Dernier volet du Voyage-BiBi à Chypre. Une surprise attendait BiBi dans les derniers lacets de son tour de l’île.

Au détour d’un virage, BiBi découvre un hameau désert, écrasé par le soleil, à l’écart des autoroutes cypriotes : c’est Mirosfilati. Le seul Snack-bar qu’il aperçoit n’est mentionné dans aucun guide touristique. Le Café-Bar appartient à Philippos Stavrou. Cet homme est un dingue, un fan intégral de… Michel Platini : il mange, il prie, il pense, il respire du Platini et mourra probablement enveloppé dans un linceul frappé des lettres bleu, blanc, rouge au nom de son idole.

Philippos se réfère à son Dieu jusqu’à en connaitre et réciter les moindres faits et gestes. Bref, il se shoote à l’ex-Capitaine des Bleus, voyageant de Joeuf à Nancy, de Nancy à Saint-Etienne et des Verts aux Bianconeri de la Juventus. De ses tiroirs, il vous sort  des milliers de photos, d’innombrables coupres de presse (en toutes langues), il vous déplie le maillot vert de l’ASSE, celui de Nancy, celui de la Juve, il vous désigne du doigt les posters grandeur nature, les peintures faites sur l’ex-Capitaine des Bleus.

En ce dimanche de hasard, il a bien sûr revêtu un maillot blanc de l’Equipe de France frappé du numéro 10. Il est neuf heures du matin : BiBi n’osera pas lui demander si le pyjama de la dernière nuit était aux couleurs de son Maître. Le plus impressionnant reste les murs et les plafonds tapissés de photos, photos sous cadre, photos plastifiées, posters géants sur glissières latérales et last but not the least, le costume gris foncé du Président de l’UEFA sous cloche.

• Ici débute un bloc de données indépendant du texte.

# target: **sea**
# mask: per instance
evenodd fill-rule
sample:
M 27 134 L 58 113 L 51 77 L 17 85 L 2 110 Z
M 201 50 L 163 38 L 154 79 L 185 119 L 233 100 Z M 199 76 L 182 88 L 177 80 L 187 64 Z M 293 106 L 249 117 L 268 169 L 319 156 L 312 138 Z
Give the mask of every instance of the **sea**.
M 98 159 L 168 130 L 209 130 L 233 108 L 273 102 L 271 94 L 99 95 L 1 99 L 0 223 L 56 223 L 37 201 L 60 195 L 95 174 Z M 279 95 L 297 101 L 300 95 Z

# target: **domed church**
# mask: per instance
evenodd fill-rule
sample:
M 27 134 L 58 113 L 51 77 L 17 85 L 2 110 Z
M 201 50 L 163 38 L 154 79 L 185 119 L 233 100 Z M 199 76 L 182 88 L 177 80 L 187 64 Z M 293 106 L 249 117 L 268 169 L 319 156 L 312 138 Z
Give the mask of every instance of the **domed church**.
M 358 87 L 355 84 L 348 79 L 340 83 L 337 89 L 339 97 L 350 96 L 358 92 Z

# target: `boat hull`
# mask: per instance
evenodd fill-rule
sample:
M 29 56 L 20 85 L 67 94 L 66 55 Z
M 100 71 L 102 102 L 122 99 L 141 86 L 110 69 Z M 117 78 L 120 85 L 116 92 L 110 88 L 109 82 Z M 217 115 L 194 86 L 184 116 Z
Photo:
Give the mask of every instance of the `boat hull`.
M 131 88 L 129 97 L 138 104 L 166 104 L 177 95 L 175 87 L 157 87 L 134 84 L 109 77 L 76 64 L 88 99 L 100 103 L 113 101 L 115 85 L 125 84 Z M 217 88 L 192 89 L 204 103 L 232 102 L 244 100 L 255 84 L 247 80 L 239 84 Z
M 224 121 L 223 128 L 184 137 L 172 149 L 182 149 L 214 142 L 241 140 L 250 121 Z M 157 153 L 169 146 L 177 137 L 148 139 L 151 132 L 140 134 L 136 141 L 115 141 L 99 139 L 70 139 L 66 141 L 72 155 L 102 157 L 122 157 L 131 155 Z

Mais il y a encore plus fort et plus incroyable : Philippos a accueilli Michel Platini himself, sa femme Estelle et le vice-Président de l’UEFA en juillet 2009. Mosfilati était en ébullition. Les photos et films-vidéos conservent à jamais le souvenir de cette journée mémorable (voir photo 1, offerte par PS). Philippos reçut Michel Platini en toute simplicité et en famille après avoir été invité, la veille, à Nicosie, lors d’un repas-UEFA.

A son retour d’Afrique du Sud (juillet2010), Michel Platini lui envoya une lettre de remerciement pour le Livre-souvenir bourré de photos que Philippos lui fit parvenir au siège de l’UEFA, à Nyon. La lettre siège au-dessus du bar.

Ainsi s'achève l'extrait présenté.